Advertisement

Santa Monica High-Rise to Sell for $90 Million

Share
SPECIAL TO THE TIMES

One of Southern California’s most desirable office buildings, 100 Wilshire in Santa Monica, is being purchased by Brentwood-based Douglas Emmett Realty Advisors for an estimated $90 million, The Times has learned.

The sale by Asahi Urban Development is believed to be one of the few cases in which Japanese owners of trophy properties purchased at the peak of the 1980s real estate boom in California have received more for a building than they paid for it.

Douglas Emmett, perhaps the most aggressive buyer of high-quality office buildings in the Los Angeles area during the last five years, is expected to take ownership soon of the 21-story tower overlooking the beach at Wilshire Boulevard and Ocean Avenue, according to knowledgeable real estate sources.

Advertisement

The building, Santa Monica’s tallest, was originally developed by bandleader Lawrence Welk in 1968. It served as GTE California’s headquarters during the 1970s and early 1980s.
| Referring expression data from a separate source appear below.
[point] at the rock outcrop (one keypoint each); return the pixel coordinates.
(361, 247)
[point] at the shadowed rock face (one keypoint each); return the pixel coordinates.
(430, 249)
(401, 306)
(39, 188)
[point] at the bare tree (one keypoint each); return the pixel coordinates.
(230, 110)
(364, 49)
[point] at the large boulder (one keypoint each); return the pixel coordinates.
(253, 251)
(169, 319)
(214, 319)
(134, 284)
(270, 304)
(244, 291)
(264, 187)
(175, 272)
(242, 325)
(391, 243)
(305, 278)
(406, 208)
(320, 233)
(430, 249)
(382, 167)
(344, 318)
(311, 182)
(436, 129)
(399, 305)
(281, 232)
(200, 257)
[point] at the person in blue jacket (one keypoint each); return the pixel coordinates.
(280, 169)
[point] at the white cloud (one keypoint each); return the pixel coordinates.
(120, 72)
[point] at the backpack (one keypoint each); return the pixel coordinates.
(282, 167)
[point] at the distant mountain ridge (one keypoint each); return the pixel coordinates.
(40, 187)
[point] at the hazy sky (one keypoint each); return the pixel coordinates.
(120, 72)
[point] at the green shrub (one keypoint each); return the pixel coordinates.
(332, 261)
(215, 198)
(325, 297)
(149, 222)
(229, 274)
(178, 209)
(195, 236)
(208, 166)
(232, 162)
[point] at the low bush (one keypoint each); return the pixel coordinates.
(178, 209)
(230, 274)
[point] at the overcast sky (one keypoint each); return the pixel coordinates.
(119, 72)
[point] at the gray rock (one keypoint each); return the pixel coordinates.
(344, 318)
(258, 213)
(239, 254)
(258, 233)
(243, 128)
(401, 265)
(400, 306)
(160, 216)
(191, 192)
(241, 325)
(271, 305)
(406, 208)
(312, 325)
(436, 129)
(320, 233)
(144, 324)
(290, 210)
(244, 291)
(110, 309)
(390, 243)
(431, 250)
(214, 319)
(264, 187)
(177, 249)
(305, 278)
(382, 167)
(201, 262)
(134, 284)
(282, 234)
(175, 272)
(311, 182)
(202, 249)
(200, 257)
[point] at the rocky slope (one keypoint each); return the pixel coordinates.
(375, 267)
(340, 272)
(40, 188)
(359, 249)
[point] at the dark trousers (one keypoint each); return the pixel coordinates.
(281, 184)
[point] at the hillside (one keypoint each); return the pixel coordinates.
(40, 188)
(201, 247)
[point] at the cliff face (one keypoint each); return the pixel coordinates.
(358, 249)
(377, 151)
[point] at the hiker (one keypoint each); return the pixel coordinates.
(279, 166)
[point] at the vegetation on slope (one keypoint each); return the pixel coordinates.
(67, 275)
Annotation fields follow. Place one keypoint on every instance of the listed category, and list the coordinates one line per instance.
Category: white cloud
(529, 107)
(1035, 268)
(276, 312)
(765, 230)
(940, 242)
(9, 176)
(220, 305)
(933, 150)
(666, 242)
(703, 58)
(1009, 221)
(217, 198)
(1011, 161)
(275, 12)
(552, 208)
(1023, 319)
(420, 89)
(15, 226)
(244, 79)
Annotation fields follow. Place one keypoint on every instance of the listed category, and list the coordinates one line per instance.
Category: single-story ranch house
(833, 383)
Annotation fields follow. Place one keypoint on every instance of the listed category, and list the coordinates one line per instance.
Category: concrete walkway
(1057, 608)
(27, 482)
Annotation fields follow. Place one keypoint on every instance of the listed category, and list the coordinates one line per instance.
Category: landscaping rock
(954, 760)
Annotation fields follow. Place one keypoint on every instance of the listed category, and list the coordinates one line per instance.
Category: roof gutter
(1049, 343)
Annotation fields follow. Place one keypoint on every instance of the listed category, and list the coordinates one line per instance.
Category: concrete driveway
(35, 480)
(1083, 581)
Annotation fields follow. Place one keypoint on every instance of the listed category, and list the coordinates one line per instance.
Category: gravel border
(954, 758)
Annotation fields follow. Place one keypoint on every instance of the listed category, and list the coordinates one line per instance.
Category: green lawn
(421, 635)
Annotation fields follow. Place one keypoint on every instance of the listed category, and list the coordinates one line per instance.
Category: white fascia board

Today the white skyscraper commands some of Southern California’s highest rents, with asking rates for the scant amount of space now available as high as $4.50 per square foot monthly--a rate rarely matched even at the most expensive offices in Beverly Hills and Century City.

Managers at Douglas Emmett, who acquire and operate real estate on behalf of institutional investors, as usual declined to comment on their investment activities. The company already owns Santa Monica’s second-tallest office building, the 12-story 401 Wilshire, and at least three others in the downtown district. It recently acquired three other Los Angeles-area office properties and is also said to be pursuing a pair of Century City high-rises.

Real estate brokerage Cushman & Wakefield confirmed that it has been engaged to sell the property on behalf of San Francisco real estate investment trust AMB Property Corp., which acts as advisor to the property’s owner, an affiliate of Japan’s Asahi Urban Development. Cushman & Wakefield and AMB representatives declined further comment.

Asahi Urban acquired the tower in 1987 for a reported $73 million after a local affiliate of Dallas’ Southmark Corp. bought, renovated and leased the 245,413-square-foot property following GTE’s departure. The Douglas Emmett deal may be one of the few instances in which a Japanese group that bought real estate near the last cyclical peak in the late 1980s actually made a profit by selling it in the 1990s.

“I can’t offhand think of another” such situation in Southern California, said Bob Safai, a broker who has participated in several office-building sales over the last couple years as investors have targeted the strong Westside market. “It’s clearly one of the top buildings in Santa Monica and can never be duplicated” due to zoning restrictions the city has since put in place, the Madison Partners founder added.

Cushman Realty Corp. vice president Eric Olofson, the property’s leasing agent since 1991, said the building has essentially been fully occupied for the last two years. Among the larger tenants are money manager Roxbury Capital Management, law firm O’Neill Lysaght & Sun and real estate developer Raleigh Enterprises.